I mean yes people could probably guess according to the context roughly what it is, but it's understandable that they wouldn't be entirely sure how important it is, or it's ok to skip, how many people would attend and therefore if one's absence would/n't be noted, whether it's in addition to a hen party or as well as, whether gifts are expected, if it's a formal event or more laid back, whethethere would be drinking/partying, if it would be adults only or if perhaps kids/dogs could come as well, all of which could influence the advice regarding whether to attend or not.

I don't see how 'I used to watch one very specific us tv show that stopped airing about 40 years ago (so ages before the majority of people now getting married for the first time were even born!) and that's the only reason I've heard of this thing' is a particularly good 'gotcha'

aloris · 02/04/2023 22:15

You would give gifts for both but the shower gift would be smaller (10-20) or might be more personal (earrings, lingerie, etc). I think the bigger difference is that, where a hen party sounds like it's usually for the bride's friends who are her own age, a bridal shower is for adult close female friends of the bride and groom, and relatives of the family who might be older. My bridal shower included various of my husband's elderly aunts.

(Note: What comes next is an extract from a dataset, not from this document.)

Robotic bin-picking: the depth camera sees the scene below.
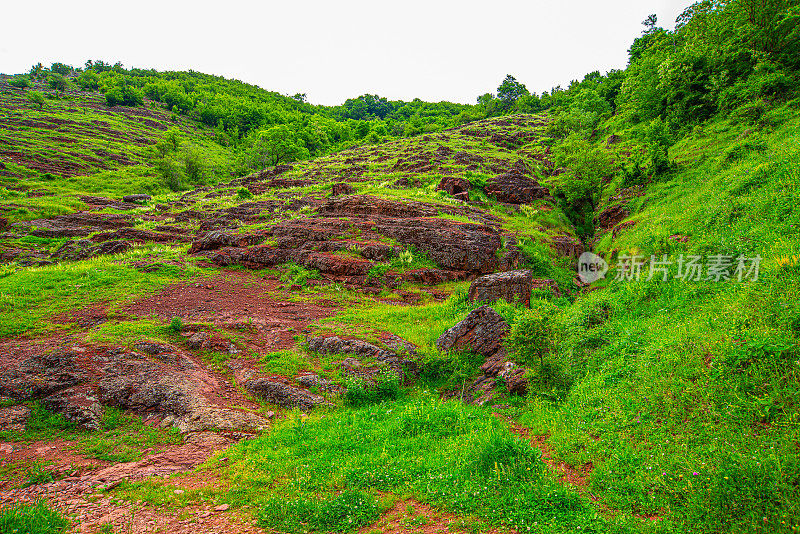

Cosyblankets · 02/04/2023 22:18

aloris · 02/04/2023 22:15

You would give gifts for both but the shower gift would be smaller (10-20) or might be more personal (earrings, lingerie, etc). I think the bigger difference is that, where a hen party sounds like it's usually for the bride's friends who are her own age, a bridal shower is for adult close female friends of the bride and groom, and relatives of the family who might be older. My bridal shower included various of my husband's elderly aunts.

Lingerie?
Really? I've never once bought lingerie for a friend or relative.
But then I've never been to a bridal shower.
You live and learn!

Tryphenia · 02/04/2023 22:20

aloris · 02/04/2023 22:15

You would give gifts for both but the shower gift would be smaller (10-20) or might be more personal (earrings, lingerie, etc). I think the bigger difference is that, where a hen party sounds like it's usually for the bride's friends who are her own age, a bridal shower is for adult close female friends of the bride and groom, and relatives of the family who might be older. My bridal shower included various of my husband's elderly aunts.

Your husband’s elderly aunts bought you lingerie? Gosh.

aloris · 02/04/2023 22:20

I think lingerie is not as common of a gift, you have to be pretty close to the bride to give lingerie, especially as the gifts are often opened in front of the guests. My maid of honor gave me lingerie as a way to make me blush in front of all my future husband's elderly aunts 🙄. None of the aunts gave me lingerie, fortunately!

aloris · 02/04/2023 22:21

No p3ni$ hats, though; that would be pretty much verboten for a bridal shower.

Carlycat · 02/04/2023 22:56

BackOfTheMum5net · 02/04/2023 15:33

What the shuddering fuck is a bridal shower?